物音を聞きつけた何人かの男が部屋に飛び込んで来るや否や、ダレイオスは掴んでいた二人をその集団に投げつけた。相手が怯んだ隙を逃さず、拳で適格に相手の急所を打ち抜いていく。
気配はまだ残っている。ダレイオスがそれを辿って一階へ行くと、丁度三人の男が逃げようとしているところだった。ダレイオスはその男たちを見て驚きを露わにする。そこにいた男の一人は、アンティオキアであった“死人”の幹部、ルプスであったからだ。
「あ、やべ」
「お前、なぜこんなところに……!」
ルプスはしまったという顔でダレイオスを見る。ルプスは以前戦ったときに負った傷を見事に完治させていた。相変わらずの凄まじい生命力にダレイオスは呆れてしまう。ともかく、ここで会ったが百年目。ルプスを逃がすわけにはいかない。ダレイオスはルプスへ向けて走る。そこに残りの二人の“死人”が立ちはだかった。どちらも山のような大男だ。
「さっきまでのやつらよりは歯ごたえがありそうだな。だが!」
二人の“死人”は手にした棍棒を振りかぶり、ダレイオスを打ち抜こうと力一杯振り抜いた。ダレイオスはそれをスライディングでかわし、そのまま二人の“死人”の足を払う。それにバランスを崩しそうになるが、男二人はそれをふんばって耐える。しかし、その間にダレイオスは両手に魔法陣を展開していた。そしてバチッという大きな音がすると、男二人はその場に倒れ伏した。電撃によって痙攣している“死人”二人に目もくれず、ダレイオスはルプスを追おうとするが、その姿はすでになかった。ダレイオスはすぐさま外へ飛び出す。出入り口はメリッサが見張っている。彼女がみすみすやつを見逃すはずがないだろう、とダレイオスは思っていたのだが、
「あ、ダレイオスちゃん。今何か、あれ?」
メリッサの気の抜けた声でダレイオスはルプスに逃げられてしまったと悟った。
それからダレイオスは倒した“死人”を一人一人縛っていく。これまで“死人”を捕らえてもひとりでに死んでしまったので今回も情報を得られるかどうかは望み薄であるが、目を覚ましたときに暴れられても困るので動きを封じておくに超したことはない。

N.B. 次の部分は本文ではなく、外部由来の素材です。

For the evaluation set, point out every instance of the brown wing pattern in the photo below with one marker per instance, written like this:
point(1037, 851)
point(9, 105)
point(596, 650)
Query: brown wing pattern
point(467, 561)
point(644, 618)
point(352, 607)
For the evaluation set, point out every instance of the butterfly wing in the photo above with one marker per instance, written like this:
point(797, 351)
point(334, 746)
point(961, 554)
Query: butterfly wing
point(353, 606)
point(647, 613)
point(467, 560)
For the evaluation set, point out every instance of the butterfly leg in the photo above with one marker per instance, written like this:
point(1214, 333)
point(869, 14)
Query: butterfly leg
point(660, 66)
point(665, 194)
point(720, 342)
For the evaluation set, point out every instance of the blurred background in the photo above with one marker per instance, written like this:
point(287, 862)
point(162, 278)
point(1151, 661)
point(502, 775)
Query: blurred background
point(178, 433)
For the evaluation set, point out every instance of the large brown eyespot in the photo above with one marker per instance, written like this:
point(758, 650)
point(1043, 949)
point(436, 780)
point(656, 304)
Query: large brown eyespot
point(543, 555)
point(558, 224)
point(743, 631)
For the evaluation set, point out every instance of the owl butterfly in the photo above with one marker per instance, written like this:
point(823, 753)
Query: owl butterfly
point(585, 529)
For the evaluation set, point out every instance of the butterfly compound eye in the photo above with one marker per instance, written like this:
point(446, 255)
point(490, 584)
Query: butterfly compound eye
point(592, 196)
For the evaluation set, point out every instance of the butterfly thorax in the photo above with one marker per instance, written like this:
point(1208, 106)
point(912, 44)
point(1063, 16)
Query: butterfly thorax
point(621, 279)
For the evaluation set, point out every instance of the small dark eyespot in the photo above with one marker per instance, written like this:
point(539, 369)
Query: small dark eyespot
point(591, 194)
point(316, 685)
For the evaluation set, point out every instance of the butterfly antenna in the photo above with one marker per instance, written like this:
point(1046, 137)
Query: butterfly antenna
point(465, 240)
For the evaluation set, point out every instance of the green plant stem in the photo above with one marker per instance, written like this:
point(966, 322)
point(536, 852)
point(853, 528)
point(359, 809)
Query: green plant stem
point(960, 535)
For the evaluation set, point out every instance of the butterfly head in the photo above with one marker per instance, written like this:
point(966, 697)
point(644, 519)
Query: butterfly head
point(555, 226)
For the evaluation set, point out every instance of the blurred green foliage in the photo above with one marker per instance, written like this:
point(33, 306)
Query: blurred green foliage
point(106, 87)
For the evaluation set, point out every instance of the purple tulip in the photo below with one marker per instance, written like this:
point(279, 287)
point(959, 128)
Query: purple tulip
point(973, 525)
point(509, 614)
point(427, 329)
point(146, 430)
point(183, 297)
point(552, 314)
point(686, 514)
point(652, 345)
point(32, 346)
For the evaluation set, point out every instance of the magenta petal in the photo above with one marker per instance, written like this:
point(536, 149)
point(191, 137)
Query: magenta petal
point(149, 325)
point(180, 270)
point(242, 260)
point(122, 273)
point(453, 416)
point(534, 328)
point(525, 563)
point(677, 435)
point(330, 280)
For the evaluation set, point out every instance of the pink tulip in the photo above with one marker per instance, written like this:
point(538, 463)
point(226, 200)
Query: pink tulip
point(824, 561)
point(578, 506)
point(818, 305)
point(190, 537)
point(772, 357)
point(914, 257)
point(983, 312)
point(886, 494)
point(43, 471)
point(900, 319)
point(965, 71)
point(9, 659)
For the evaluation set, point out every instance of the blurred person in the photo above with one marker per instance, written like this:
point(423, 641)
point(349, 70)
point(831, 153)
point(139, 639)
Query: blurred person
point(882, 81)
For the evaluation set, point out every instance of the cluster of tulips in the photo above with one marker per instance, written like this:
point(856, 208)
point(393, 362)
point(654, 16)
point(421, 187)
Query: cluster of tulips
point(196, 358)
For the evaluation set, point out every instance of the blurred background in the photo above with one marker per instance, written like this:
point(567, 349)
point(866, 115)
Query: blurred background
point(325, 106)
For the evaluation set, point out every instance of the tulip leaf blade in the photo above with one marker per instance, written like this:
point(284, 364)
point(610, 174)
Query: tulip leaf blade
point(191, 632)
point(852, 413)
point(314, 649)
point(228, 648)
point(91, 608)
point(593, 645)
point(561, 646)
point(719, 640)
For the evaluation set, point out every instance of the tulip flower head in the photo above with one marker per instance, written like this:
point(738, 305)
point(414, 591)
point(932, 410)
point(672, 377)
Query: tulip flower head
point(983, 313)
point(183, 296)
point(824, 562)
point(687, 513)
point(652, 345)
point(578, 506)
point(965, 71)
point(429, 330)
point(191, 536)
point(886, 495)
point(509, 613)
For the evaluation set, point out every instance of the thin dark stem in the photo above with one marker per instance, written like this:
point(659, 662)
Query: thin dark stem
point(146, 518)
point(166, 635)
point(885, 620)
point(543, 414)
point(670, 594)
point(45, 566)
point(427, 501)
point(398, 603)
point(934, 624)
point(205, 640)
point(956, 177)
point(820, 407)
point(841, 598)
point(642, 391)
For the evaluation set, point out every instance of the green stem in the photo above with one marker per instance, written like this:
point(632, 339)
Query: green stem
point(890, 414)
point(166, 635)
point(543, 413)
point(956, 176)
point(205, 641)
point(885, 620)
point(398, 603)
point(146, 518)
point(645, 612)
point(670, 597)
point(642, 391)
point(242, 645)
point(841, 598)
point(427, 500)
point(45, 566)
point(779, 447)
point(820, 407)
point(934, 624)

無事全員縛り終え、外で待機している落ち込み中のメリッサのところへ戻る。先ほどルプスに逃げられたということをメリッサに伝えてから、彼女は自分の失態に責任を感じているらしい。彼女の魔力感知は建物から何かが出てくるのを捉えたらしいが、その姿を見ることはできなかったと言う。それに戸惑っている間に逃げられてしまったのだという。やはり、あのルプスという男は一筋縄では行かない相手だとダレイオスは思った。
それから少しして、ダレイオスの目にヴェロニカたちが駆けてくるのが見えた。三人もダレイオスらに気づいたようで、無事合流することができた。
「ごめんなさい、遅くなったわ。この街思ったよりもだいぶ複雑で……」
「別に構わない。もう全部終わらせたからな」
「もうか!?さすがというか何というか……」
ヘルマンが呆れたようにため息をついた。ルプスのことを話すのは後回しにして五人は建物の調査に入る。すでに夜が明け始めていたそのとき、ダレイオスの懐が光った。いつものランドルフからの通信に違いなかった。しばらく連絡が取れないと言っていたので不思議に思いつつもそれに応答した。